En el frente de la movilidad, buenas noticias con letra chica. El Metro nos informa que las líneas 4, 5 y B ruedan con trenes que datan de 1968 y 1973, es decir, convoyes que ya son patrimonio rodante, contemporáneos del primer vagón que circuló en la ciudad. Súbase a la B y viaje literalmente al pasado: turismo histórico incluido en el boleto. Y por si el delincuente decide ir más rápido que el tren, la jefa de Gobierno propuso a los gobernadores una policía metropolitana, porque, dijo, quien comete un delito cruza tres estados en minutos. Tres estados en minutos: exactamente lo que tarda un usuario de la Línea 4 en cruzar dos estaciones.
A la mancha metropolitana, por cierto, se le acaba de sumar Huitzilac, Morelos, con lo que la zona ya integra territorios de cuatro entidades y 84 demarcaciones. Traducción: ahora hay más lugares desde donde quedarte atorado en el tráfico, todos coordinados y con visión regional.

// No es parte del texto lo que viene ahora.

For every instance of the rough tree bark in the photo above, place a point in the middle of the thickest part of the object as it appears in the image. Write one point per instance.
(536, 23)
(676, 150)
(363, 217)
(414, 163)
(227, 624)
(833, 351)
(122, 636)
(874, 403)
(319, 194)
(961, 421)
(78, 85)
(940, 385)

La alcaldía Cuauhtémoc, en su cruzada por liberar el espacio público, remitió a 57 franeleros por apartar lugares con la sagrada tecnología del bote y la cubeta. Cincuenta y siete emprendedores del cemento ajeno ante el Juzgado Cívico. Un aplauso, aunque uno sospecha que para el domingo ya habrá relevo generacional en la esquina.
Y como el cielo tampoco quiere quedarse fuera del programa cultural, don Goyo aportó su performance: el Popocatépetl soltó 77 exhalaciones y Protección Civil pidió a Milpa Alta, Tláhuac, Tlalpan y Xochimilco tapar depósitos de agua, cerrar ventanas y cubrir coladeras. O sea que, entre la ceniza de arriba y los 889 tiraderos de abajo, la capital ofrece una experiencia de aire acondicionado natural: partículas por todos lados.
Cierra la cartelera la UNAM, que aplazó el inicio de clases y anunciará un examen de control presencial tras la polémica del examen en línea con sospechas de inteligencia artificial; los aspirantes respondieron bloqueando Insurgentes y amparándose. Nada más chilango que resolver un conflicto educativo cerrando una avenida.
Sea bienvenido, mundo, a la ciudad que presume estadio nuevo con la fuente vieja seca. Traiga su mejor cámara y su peor calzado. Va a necesitar los dos.